Merkle believes that the need for mobility is persistent. He said that in the United States, there are many places, especially in flyover states, where wide-open spaces make owning a car an economic necessity. It’s the means by which people get to work, run errands, and travel just about anywhere.

Even in cities, where millennials can hold off on buying a car while “living in studio apartments and clubbing it for a few years,” as Merkle puts it, the need for personal mobility returns with a vengeance when people settle down and start a family. “Never bet against procreation,” warned Merkle.

“Personal car ownership is not going away,” said Sheryl Connelly, Ford global consumer trend and futuring manager. “But it will be reinterpreted.”

Smart Cars Are Still Cars

As you might expect, automaker officials like Connelly see an ongoing need for mobility. “People need to be in cars,” she said.

At the same time, Ford recognizes that consumers expect to be connected all the time, even while traveling in a car. That’s why Ford was among the first car companies to offer Bluetooth connections for smartphones—at first, mostly to let drivers make and receive hands-free calls in their vehicles—even in economy cars and often as a standard feature.

Under the direction of chairman Bill Ford Jr., the automaker was also among the first to officially re-think its mission. No longer is Ford simply about selling hardware and software in the form an automobile; its mission now is to provide “mobility solutions.” It even just hired a chief data and analytics officer to “speed development of the mobility, connectivity and autonomous driving innovations that will improve people’s lives.”

Nearly every major carmaker is now thinking beyond cars to a range of connected mobility offerings.

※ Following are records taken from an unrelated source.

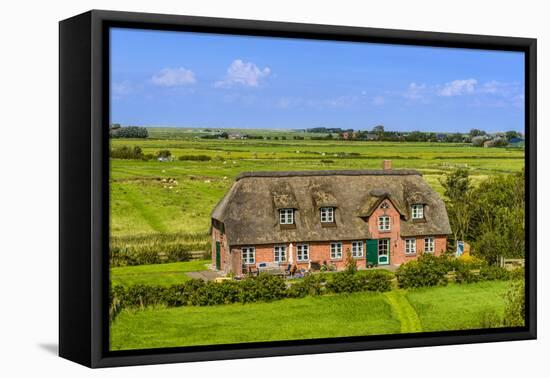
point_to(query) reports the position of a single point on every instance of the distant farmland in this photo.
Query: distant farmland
(174, 199)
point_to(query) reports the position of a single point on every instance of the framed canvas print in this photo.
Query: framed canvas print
(235, 188)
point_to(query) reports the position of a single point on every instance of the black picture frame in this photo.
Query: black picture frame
(83, 180)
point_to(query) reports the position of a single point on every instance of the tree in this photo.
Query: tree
(379, 131)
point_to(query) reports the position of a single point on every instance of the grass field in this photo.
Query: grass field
(174, 199)
(434, 309)
(156, 274)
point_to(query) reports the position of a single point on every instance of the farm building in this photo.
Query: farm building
(311, 218)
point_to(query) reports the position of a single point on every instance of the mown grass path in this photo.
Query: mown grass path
(404, 312)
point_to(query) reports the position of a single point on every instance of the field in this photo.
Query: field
(156, 274)
(173, 200)
(433, 309)
(158, 204)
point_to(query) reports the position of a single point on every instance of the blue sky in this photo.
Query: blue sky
(161, 78)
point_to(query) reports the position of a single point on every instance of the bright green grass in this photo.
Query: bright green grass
(288, 319)
(457, 306)
(156, 274)
(452, 307)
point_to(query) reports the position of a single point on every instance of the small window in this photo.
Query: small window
(410, 246)
(249, 255)
(286, 216)
(417, 211)
(429, 245)
(357, 249)
(302, 252)
(280, 253)
(327, 214)
(336, 251)
(384, 223)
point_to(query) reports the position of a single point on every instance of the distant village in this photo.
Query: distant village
(477, 137)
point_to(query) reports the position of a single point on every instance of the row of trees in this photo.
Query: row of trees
(491, 216)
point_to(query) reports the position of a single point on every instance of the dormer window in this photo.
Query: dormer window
(286, 216)
(417, 211)
(384, 223)
(327, 214)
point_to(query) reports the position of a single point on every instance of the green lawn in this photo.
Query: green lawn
(457, 306)
(451, 307)
(156, 274)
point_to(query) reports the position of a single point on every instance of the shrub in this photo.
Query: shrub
(490, 319)
(126, 152)
(492, 272)
(345, 282)
(350, 263)
(164, 154)
(428, 270)
(378, 280)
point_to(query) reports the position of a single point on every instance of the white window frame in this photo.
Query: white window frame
(327, 214)
(417, 211)
(286, 216)
(357, 249)
(279, 253)
(336, 251)
(384, 223)
(302, 252)
(429, 244)
(248, 255)
(410, 246)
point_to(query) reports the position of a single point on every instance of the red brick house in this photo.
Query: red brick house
(381, 216)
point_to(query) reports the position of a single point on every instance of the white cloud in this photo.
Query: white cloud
(458, 88)
(245, 74)
(120, 89)
(416, 91)
(174, 77)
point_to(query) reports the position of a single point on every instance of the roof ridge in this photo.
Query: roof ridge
(330, 172)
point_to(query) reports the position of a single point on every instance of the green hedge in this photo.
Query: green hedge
(148, 254)
(374, 280)
(429, 270)
(252, 289)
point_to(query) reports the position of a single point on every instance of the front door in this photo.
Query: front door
(372, 252)
(383, 251)
(218, 257)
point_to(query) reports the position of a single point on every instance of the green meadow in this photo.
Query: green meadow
(450, 307)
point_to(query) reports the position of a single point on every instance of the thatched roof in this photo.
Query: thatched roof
(250, 209)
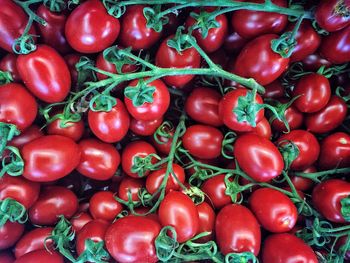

Technology will most likely both decrease the need for personal vehicle ownership (see Uber) and make it easier to deal with congested roads. Cars and navigation tools are smart enough to warn you about traffic jams, or help you navigate around them. 

“The midterm vision is vehicle-to-vehicle, and vehicle-to-infrastructure communications,” Connelly said. “But it’s still about cars, and how they move people from point A to point B.”